While there is a dearth of reported court judgments on the patentability of CIIs, the Intellectual Property Office of Singapore (IPOS) has provided further guidance on this issue in its Examination Guidelines for Patent Applications. A key issue when examining CIIs is whether they can be considered an “invention” under the Patents Act.1 While the primary focus of this examination is whether a CII fulfils the baseline criteria for patentability (i.e. the CII must be novel, must involve an inventive step and be capable of industrial application), there is occasionally the residual issue of whether the claims relate to subject matter which is not an invention at all.
In order to address this residual issue, the claimed subject matter of the patent will be examined to identify the actual contribution which is made by the claimed subject matter, having regard to the problem to be solved, how the claimed subject matter works, and what its advantages are. This follows the guidance set out in the Aerotel / Macrossan test adopted by the UK Intellectual Property Office.2
When considering the actual contribution of claims directed to a CII, a Singapore patent examiner would determine the extent to which the computer (or other technical features) contributes to the invention defined in the claims.
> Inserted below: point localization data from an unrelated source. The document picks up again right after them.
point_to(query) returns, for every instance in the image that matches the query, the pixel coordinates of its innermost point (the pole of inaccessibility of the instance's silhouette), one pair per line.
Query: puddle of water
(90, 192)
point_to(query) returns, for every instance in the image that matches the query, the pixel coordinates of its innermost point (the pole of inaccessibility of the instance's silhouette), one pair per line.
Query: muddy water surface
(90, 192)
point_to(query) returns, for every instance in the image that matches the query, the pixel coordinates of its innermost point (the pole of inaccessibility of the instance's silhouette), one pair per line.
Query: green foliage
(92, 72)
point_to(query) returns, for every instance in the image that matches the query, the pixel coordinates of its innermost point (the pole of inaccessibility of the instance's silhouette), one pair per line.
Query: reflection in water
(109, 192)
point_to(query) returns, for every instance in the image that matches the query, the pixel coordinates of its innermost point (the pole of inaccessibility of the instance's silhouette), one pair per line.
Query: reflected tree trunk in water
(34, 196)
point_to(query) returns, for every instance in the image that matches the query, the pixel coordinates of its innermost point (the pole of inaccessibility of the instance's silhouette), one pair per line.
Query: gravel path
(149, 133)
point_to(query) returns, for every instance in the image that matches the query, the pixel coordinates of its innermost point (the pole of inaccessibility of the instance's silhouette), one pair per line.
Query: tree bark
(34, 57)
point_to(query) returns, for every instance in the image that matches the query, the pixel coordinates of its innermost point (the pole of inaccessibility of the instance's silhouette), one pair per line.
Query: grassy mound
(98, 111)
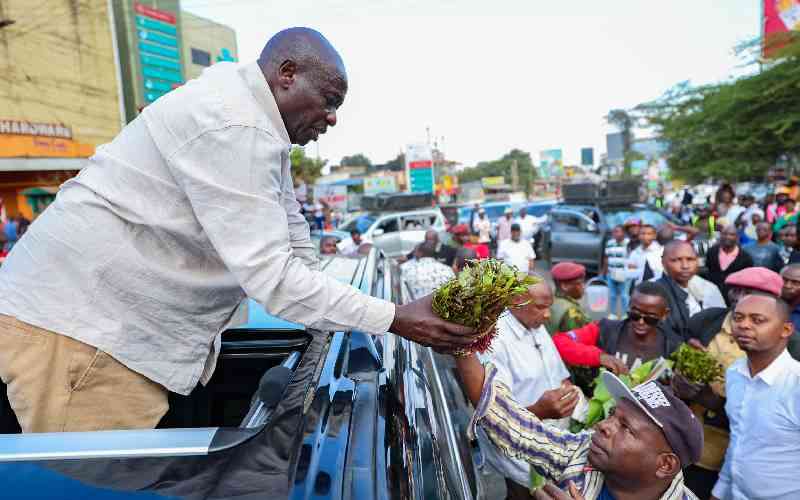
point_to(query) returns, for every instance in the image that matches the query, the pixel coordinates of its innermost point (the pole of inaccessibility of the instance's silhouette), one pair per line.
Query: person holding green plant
(636, 453)
(699, 385)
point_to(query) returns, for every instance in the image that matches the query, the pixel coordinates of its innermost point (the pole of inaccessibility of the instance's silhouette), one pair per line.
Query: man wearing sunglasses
(631, 342)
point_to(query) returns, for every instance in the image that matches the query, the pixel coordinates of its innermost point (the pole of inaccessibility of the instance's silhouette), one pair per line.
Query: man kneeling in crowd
(637, 453)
It must be established that the computer (or other technical features), as defined in the claims, is integral to the invention in order for the actual contribution to comprise the computer (or technical features).
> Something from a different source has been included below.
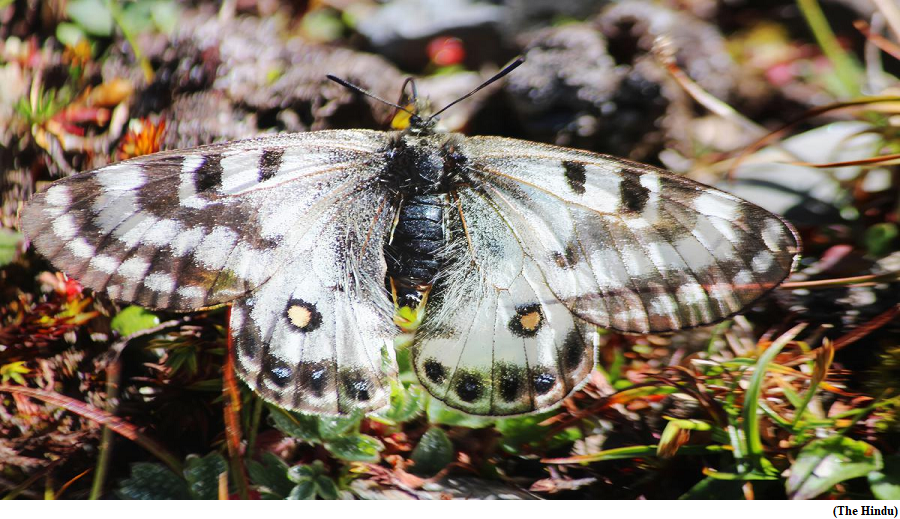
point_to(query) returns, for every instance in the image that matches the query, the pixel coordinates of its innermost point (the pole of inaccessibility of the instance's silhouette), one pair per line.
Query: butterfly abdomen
(418, 236)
By way of example, IPOS has indicated that claims relating to a computer-implemented business method would be considered an invention, and hence patentable, if the various technical features (e.g. servers, databases, user devices) interact with the steps of the business method to a “material extent”, and in such a manner as to address a specific problem. As an example of what “material extent” means, a claim may recite known hardware components for implementing a business method, but if the overall combination of the hardware provides a more secure environment for performing transactions, then the hardware would satisfy the “material extent” test set out above. However, if the technical features recited in the claim are no more than the workings of a standard operating system, in particular, the use of a generic computer or computer system to perform a business method, then this would not satisfy the “material extent” test.